Dari Abu Sa'id al-Khudri Radhiyallahu 'Anhu, dia
berkata,
اعْتَكَفَ رَسُولُ اللهِ صلى الله عليه وسلم فِي
الْمَسْجِدِ ، فَسَمِعَهُمْ يَجْهَرُونَ بِالْقِرَاءَةِ ، فَكَشَفَ السِّتْرَ ،
وَقَالَ : أَلاَ إِنَّ كُلَّكُمْ مُنَاجٍ رَبَّهُ ، فَلاَ يُؤْذِيَنَّ بَعْضُكُمْ
بَعْضًا ، وَلاَ يَرْفَعْ بَعْضُكُمْ عَلَى بَعْضٍ فِي الْقِرَاءَةِ ، أَوْ قَالَ
: فِي الصَّلاَةِ
Saat Nabi صلى الله عليه وسلم ber I’tikaf di masjid, beliau mendengar
para sahabat beliau mengeraskan bacaan Al-Qur’an. Lalu beliau membuka kain
penutup dan bersabda, “Ketahuilah, sesungguhnya
setiap kalian bermunajat kepada Rabb-nya. Janganlah sebagian kalian mengganggu
sebagian yang lain, jangan pula sebagian kalian meninggikan suara bacaan atas
sebagian yang lain” (HR. Abu Dawud no. 1332; Ibnu Khuzaimah no. 1100; Ahmad no.
12219)
Ibnu Hajar Al-Haitami
Asy-Syafi’i ditanya tentang hokum membaca Al-Qur’an dengan suara keras, beliau
menjawab :
وَالْجَهْرُ
بِحَضْرَةِ نَحْوِ مُصَلٍّ أو نَائِمٍ مَكْرُوهٌ كما في الْمَجْمُوعِ وَغَيْرِهِ
وَلَعَلَّهُ حَيْثُ لم يَشْتَدَّ الْأَذَى وَإِلَّا فَيَنْبَغِي تَحْرِيمُهُ
"Dan membaca dengan
keras tatkala ada orang yang sholat atau sedang tidur maka hukumnya makruh
–sebagaimana dalam kitab Al-Majmuu' dan kitab yang lainnya-. Hukum makruh ini
mungkin jika gangguan (terhadap orang yang sholat dan tidur-pen) tidaklah
parah, jika parah maka hukum membaca dengan keras adalah haram"

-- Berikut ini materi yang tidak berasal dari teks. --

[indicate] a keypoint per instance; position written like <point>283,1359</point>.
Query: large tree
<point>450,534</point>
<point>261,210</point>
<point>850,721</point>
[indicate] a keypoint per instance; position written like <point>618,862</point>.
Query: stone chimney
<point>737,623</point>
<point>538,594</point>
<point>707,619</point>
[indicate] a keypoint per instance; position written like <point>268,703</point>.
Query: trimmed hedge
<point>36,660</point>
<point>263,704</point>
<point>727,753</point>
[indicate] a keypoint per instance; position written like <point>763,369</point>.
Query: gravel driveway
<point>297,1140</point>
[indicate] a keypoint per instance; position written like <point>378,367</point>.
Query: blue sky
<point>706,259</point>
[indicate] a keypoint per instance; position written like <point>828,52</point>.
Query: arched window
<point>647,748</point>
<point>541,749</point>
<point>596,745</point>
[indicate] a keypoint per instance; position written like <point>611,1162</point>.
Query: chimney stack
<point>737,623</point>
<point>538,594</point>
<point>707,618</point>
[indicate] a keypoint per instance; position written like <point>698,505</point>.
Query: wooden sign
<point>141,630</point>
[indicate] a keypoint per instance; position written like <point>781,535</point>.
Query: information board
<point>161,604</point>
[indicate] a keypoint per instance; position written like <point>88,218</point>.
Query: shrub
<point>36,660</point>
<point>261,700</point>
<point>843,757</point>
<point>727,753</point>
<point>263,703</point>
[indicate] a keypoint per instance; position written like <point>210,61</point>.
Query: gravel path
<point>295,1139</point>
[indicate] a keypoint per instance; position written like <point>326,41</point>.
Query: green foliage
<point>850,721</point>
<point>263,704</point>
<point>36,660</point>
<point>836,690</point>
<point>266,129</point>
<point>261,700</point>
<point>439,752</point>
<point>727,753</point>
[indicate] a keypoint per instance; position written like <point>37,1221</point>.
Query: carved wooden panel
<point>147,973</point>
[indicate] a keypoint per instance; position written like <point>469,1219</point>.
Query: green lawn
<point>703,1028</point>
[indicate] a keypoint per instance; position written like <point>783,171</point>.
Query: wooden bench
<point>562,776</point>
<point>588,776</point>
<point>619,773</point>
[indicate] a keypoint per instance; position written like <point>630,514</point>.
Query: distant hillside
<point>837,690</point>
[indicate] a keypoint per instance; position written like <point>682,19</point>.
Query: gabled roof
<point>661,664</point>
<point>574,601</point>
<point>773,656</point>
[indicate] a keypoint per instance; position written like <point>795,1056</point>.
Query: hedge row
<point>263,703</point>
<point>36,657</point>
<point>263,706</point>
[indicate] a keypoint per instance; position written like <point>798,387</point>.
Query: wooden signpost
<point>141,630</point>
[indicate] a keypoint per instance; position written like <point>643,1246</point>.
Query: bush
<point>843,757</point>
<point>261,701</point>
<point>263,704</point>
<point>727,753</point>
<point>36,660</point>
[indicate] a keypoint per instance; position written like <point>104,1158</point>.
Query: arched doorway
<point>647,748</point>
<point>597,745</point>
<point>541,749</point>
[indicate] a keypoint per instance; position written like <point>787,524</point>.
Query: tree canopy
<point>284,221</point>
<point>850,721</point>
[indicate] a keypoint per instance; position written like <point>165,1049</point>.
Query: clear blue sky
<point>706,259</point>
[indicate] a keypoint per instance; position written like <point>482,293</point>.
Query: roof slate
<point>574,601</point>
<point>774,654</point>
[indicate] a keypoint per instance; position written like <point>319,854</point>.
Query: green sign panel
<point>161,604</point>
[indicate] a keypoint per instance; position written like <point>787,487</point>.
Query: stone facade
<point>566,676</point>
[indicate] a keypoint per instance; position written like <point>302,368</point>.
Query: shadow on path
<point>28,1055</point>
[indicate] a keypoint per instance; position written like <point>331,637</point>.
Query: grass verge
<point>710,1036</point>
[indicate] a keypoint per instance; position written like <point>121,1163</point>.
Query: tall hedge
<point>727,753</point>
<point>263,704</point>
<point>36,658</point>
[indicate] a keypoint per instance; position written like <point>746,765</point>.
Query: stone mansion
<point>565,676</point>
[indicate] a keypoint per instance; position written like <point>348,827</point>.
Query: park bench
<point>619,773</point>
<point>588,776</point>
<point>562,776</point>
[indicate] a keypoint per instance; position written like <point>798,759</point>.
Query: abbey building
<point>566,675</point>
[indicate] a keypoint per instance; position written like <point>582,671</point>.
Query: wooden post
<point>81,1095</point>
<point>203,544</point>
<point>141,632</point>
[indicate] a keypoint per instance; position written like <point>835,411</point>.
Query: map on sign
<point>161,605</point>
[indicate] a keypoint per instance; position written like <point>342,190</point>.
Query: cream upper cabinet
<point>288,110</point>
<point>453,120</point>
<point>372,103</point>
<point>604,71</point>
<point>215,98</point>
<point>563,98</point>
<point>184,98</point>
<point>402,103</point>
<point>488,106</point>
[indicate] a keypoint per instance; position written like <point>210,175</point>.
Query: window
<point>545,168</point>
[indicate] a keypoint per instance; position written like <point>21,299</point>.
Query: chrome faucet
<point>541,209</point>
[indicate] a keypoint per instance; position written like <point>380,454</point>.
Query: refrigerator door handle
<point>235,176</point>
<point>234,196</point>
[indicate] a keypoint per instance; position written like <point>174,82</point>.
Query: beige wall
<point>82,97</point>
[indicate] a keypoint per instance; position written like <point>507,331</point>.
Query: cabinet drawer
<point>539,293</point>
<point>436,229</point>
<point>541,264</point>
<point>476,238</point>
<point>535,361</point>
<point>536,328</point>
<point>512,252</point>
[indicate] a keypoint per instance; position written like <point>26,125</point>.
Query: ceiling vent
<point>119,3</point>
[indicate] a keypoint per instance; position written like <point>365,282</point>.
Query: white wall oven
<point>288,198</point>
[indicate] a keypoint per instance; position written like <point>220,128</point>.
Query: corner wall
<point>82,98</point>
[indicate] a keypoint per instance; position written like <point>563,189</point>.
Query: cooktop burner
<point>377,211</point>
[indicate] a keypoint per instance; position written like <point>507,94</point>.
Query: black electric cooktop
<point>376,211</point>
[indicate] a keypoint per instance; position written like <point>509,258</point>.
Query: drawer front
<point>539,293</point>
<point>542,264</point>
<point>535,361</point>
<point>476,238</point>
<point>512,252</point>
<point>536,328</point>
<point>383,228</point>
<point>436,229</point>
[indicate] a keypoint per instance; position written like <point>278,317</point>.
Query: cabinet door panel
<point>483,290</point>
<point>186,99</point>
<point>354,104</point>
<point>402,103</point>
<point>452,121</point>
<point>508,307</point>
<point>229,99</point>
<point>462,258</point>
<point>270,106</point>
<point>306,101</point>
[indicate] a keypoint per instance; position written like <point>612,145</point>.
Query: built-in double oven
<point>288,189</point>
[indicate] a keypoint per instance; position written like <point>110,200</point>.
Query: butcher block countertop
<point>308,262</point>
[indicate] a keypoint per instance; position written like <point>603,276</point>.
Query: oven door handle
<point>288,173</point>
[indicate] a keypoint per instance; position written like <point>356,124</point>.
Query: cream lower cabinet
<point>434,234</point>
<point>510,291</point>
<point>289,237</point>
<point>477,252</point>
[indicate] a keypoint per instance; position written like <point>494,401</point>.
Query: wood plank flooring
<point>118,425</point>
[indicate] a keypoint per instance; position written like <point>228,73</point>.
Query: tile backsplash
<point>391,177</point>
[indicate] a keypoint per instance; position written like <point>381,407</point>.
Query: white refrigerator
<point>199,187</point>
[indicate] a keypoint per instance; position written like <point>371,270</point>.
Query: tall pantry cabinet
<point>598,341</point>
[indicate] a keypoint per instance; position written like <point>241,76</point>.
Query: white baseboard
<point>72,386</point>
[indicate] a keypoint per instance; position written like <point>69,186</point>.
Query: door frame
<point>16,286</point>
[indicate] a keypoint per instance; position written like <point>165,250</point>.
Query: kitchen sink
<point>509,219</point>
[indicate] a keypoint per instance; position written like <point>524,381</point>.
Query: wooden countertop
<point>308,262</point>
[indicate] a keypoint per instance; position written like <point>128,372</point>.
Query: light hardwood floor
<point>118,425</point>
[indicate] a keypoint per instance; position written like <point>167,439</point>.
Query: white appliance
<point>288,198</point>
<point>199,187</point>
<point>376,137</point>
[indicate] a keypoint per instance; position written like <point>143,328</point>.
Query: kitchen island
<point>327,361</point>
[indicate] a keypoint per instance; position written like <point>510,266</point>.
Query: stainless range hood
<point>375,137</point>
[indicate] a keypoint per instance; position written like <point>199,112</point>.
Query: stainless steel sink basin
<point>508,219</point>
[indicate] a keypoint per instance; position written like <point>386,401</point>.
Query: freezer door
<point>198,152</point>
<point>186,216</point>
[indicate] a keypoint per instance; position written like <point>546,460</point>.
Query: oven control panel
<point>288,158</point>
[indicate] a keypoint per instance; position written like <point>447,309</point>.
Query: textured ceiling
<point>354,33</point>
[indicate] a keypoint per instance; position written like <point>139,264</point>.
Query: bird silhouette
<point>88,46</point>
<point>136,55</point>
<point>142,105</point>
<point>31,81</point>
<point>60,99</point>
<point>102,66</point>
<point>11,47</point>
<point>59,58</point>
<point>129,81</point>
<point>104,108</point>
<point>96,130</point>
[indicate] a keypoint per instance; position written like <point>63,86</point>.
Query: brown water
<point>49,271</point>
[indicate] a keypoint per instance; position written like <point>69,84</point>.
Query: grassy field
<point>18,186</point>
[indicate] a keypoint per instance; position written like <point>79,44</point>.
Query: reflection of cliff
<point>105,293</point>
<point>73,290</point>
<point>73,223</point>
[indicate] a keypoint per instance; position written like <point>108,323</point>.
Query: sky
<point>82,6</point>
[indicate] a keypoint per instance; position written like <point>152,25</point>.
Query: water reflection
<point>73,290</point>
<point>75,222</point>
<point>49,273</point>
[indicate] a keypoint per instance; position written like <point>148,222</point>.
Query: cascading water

(Al-Fataawaa Al-Fiqhiyah Al-Kubro 1/157-158)
Sayyid
Sabiq berkata :
يحرم رفع الصوت على وجه يشوش على
المصلين ولو بقراءة القرآن. ويستثنى من ذلك درس العلم
Diharamkan
Mengeraskan suara sehingga menyebabkan orang lain yang sedang shalat terganggu,
meskipun yang dibaca itu al-quran, kecuali sedang mempelajari suatu ilmu.
[Fiqiih Sunnah 1/373].
2. Seorang
Istri Berpuasa Sunah Tanpa Izin Suami
dari Abu
Hurairah, Rasulullah صلى الله عليه وسلم bersabda,
لاَ
يَحِلُّ لِلْمَرْأَةِ أَنْ تَصُومَ وَزَوْجُهَا شَاهِدٌ إِلاَّ بِإِذْنِهِ
“Tidaklah halal bagi seorang wanita untuk
berpuasa sedangkan suaminya ada (tidak bepergian) kecuali dengan izin suaminya.”[ HR. Bukhari no. 5195 dan Muslim no.
1026]
An
Nawawi rahimahullah menerangkan,
“Larangan pada hadits di atas dimaksudkan
untuk puasa tathowwu’ dan puasa sunnah yang tidak ditentukan waktunya. Menurut
ulama Syafi’iyah, larangan yang dimaksudkan dalam hadits di atas adalah
larangan haram.”[Syarh Shahih Muslim,
7/115].
Al Hafizh
Ibnu Hajar rahimahullah mengatakan,
وَدَلَّتْ رِوَايَةُ الْبَابِ عَلَى تَحْرِيمِ الصَّوْمِ
الْمَذْكُورِ عَلَيْهَا وَهُوَ قَوْلُ الْجُمْهُورِ
“… Hadits-hadits
dalam bab ini
menunjukkan diharamkannya puasa yang dimaksudkan tanpa izin suami. Demikianlah
pendapat mayoritas ulama.”
قَالَ النَّوَوِيُّ فِي شَرْحِ الْمُهَذَّبِ وَقَالَ بَعْضُ
أَصْحَابِنَا يُكْرَهُ وَالصَّحِيحُ الْأَوَّلُ
“An-Nawawi berkata dalam kitab Al-Majmu’ Syarah
Al-Muhadzdzab : Sebagian sahabat-sahabat kami berkata, makruh. Yang benar
adalah pendapat pertama (yakni haram)” [Fathul Bari, 9/295].